Structural and functional diversity of mitochondria in vestibular/cochlear hair cells and vestibular calyx afferents

Abstract

Mitochondria supply energy in the form of ATP to drive a plethora of cellular processes. In heart and liver cells, mitochondria occupy over 20% of the cellular volume and the major need for ATP is easily identifiable - i.e., to drive cross-bridge recycling in cardiac cells or biosynthetic machinery in liver cells. In vestibular and cochlear hair cells the overall cellular mitochondrial volume is much less, and mitochondria structure varies dramatically in different regions of the cell. The regional demands for ATP and cellular forces that govern mitochondrial structure and localization are not well understood. Below we review our current understanding of the heterogeneity of form and function in hair cell mitochondria. A particular focus of this review will be on regional specialization in vestibular hair cells, where large mitochondria are found beneath the cuticular plate in close association with the striated organelle. Recent findings on the role of mitochondria in hair cell death and aging are covered along with potential therapeutic approaches. Potential avenues for future research are discussed, including the need for integrated computational modeling of mitochondrial function in hair cells and the vestibular afferent calyx.

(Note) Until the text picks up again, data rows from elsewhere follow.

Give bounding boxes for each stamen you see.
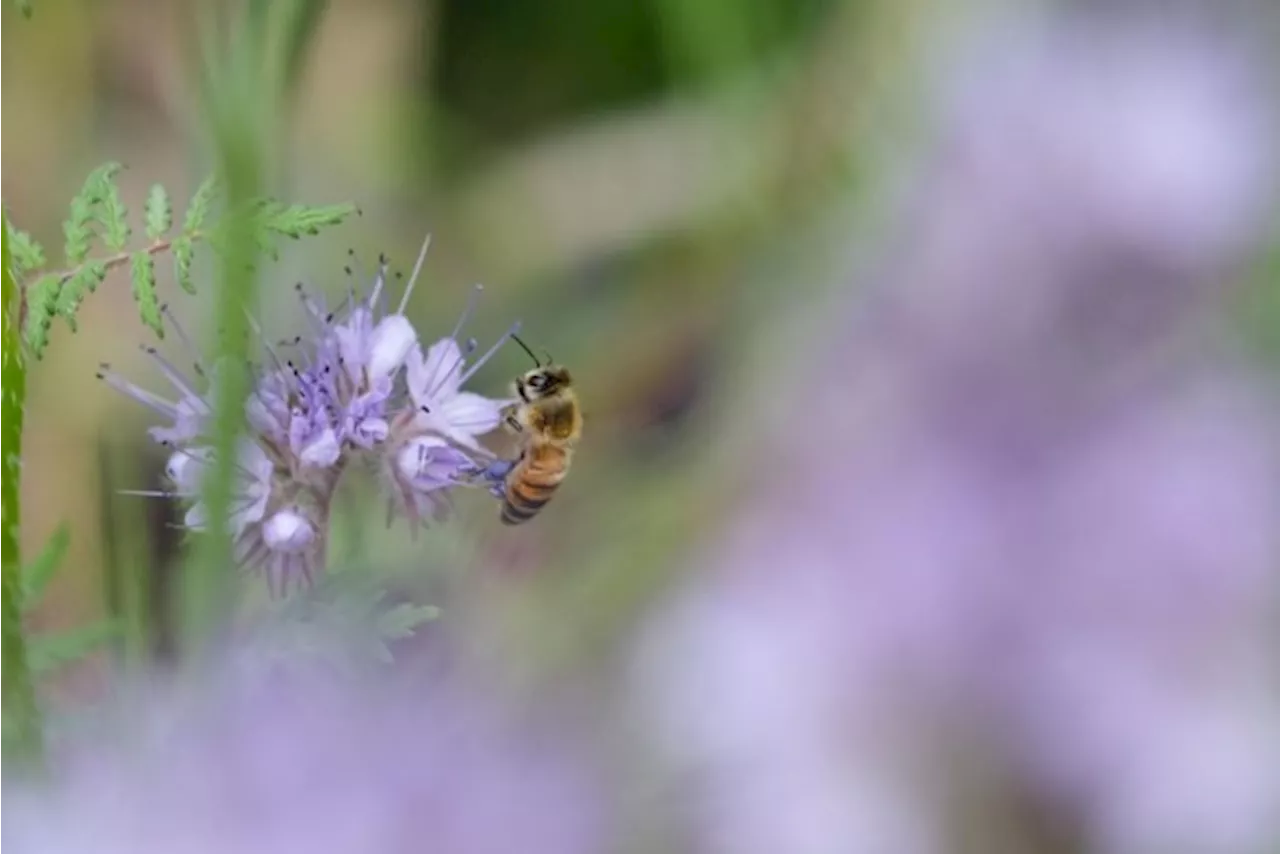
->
[369,255,387,312]
[458,320,520,385]
[293,282,330,332]
[142,344,209,410]
[396,234,431,314]
[97,365,178,419]
[449,284,484,341]
[426,338,477,397]
[160,302,205,376]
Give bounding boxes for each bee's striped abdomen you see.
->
[502,446,568,525]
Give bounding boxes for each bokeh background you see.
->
[0,0,1280,854]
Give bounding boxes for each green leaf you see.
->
[0,207,44,755]
[182,175,218,237]
[54,261,106,332]
[173,234,196,293]
[27,620,120,673]
[93,163,132,252]
[129,250,164,338]
[63,183,97,264]
[147,184,173,241]
[22,522,72,608]
[24,273,59,359]
[9,222,45,275]
[261,202,356,239]
[378,602,440,640]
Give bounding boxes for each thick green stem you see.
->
[0,207,44,758]
[182,45,262,654]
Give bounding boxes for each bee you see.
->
[485,335,582,525]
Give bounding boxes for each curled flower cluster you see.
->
[99,236,518,593]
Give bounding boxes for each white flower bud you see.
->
[369,314,417,379]
[262,508,316,554]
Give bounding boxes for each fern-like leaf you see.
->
[147,184,173,241]
[27,620,120,675]
[24,273,61,357]
[129,250,164,338]
[22,522,72,611]
[9,222,45,275]
[63,173,97,264]
[54,261,106,332]
[93,163,133,252]
[182,175,218,234]
[10,163,355,359]
[260,202,356,239]
[173,234,196,293]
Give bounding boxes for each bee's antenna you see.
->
[511,333,541,367]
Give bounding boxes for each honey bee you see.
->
[485,335,582,525]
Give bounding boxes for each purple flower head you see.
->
[0,647,607,854]
[636,11,1280,854]
[100,234,518,590]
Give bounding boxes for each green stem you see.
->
[182,43,262,656]
[0,207,44,759]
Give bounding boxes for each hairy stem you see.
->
[0,209,44,758]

Keywords: Computational modeling; Crista ampullaris; Electron tomography; Mitochondrial DNA; Mitochondrial structure; Utricular and saccular macula.

Figure 1.

Subcellular anatomy and locations of mitochondria in hair cells and associated afferents and efferents. In all hair cells, mitochondria are found beneath the cuticular plate (CP) and near ribbon synapses (RS) to meet respective energy demands of mechanotransduction and synaptic vesicle release. Mitochondria are also found around the nucleus and in afferent and efferent nerve fibers. A. Cochlear Inner Hair Cells (IHCs). IHC mitochondria follow the general distribution described above and are medium-sized (~0.5 μm in diameter). A distinguishing feature of IHC afferents is that high spontaneous rate (SR) afferent fibers are thicker and possess more mitochondria than low SR fibers, likely to meet the increased need for ATP in neurons firing more action potentials. B. Cochlear Outer Hair Cells (OHCs). In addition to being localized near the CP and ribbon synapses, mitochondria in OHCS are also found adjacent to two specialized structures: Hensen bodies (HB) and sub-surface cisternae (SSC). The exact processes that require a localized supply of ATP in these structures are unknown. Mitochondria in OHCs are generally medium-sized. C. Type I Vestibular Hair Cell. The distinguishing feature of these cells, particularly in the central/striolar region, is that large (~1 μm in diameter) mitochondria are found beneath the CP. These subcuticular mitochondria are globular and restricted to the apical end of the cell. Mitochondria are also found within the entire length of the afferent calyx terminal that envelopes the hair cell. Exact energy demands in the calyx are unknown. D. Type II Vestibular Hair Cell. Here the regional distribution of mitochondria is similar to IHCs. In comparison to type I cells, subcuticular mitochondria are heterogeneous, smaller in volume, cylindrical and not restricted to the apical portion of the cell. Smaller (0.25 μm in diameter), elongated, mitochondria are found in efferent boutons that synapse on hair cells and afferent endings.

Figure 2.

Mitochondrial substructures discussed in the text. A. Electron microscopic (EM) tomogram of a mitochondrion from a type I vestibular hair cell in which various mitochondrial substructures can be seen. Mitochondria have a double membrane (inner and outer). The inner mitochondrial membranes (IMM) form cristae that contain elements of the electron transport chain for oxidative phosphorylation. These cristae can be either lamellar (arrowheads) or tubular in shape (double arrowheads) and can form crista junctions (arrows) with the IMM. B-E. Same symbol conventions as in A. B. 3-D reconstruction of the same mitochondrion as in A, but with the inner (IMM) and outer (OMM) membranes now transparent. Tubular cristae can be seen at either end of the mitochondrion, while lamellar cristae are found in the center portion, as is typical of neuronal mitochondria. Several crista junctions can be observed as circular openings on the sides of some of the cristae. C. End-on view of the tubular cristae. Two crista junctions are seen as small tubular extensions from the cristae. D. Yellow crista indicated in B, but fenestrations (asterisks) within the crista can now be seen. E. The 3D reconstruction superimposed on the EM tomogram with transparent IMM and OMM.

Figure 3.

Subcellular organization at the hair cell apex. Reconstruction from EM tomograms of the apical portion of a striolar type I vestibular hair cell shows the organization of structures such as the stereociliary rootlets (green, yellow), mitochondria (aqua), and the striated organelle (blue/pink) at the apex of the hair cell relative to the cuticular plate. The striated organelle constitutes a structure that could directly tether large mitochondria and/or restrict mitochondrial diffusion to and from the subcuticular region.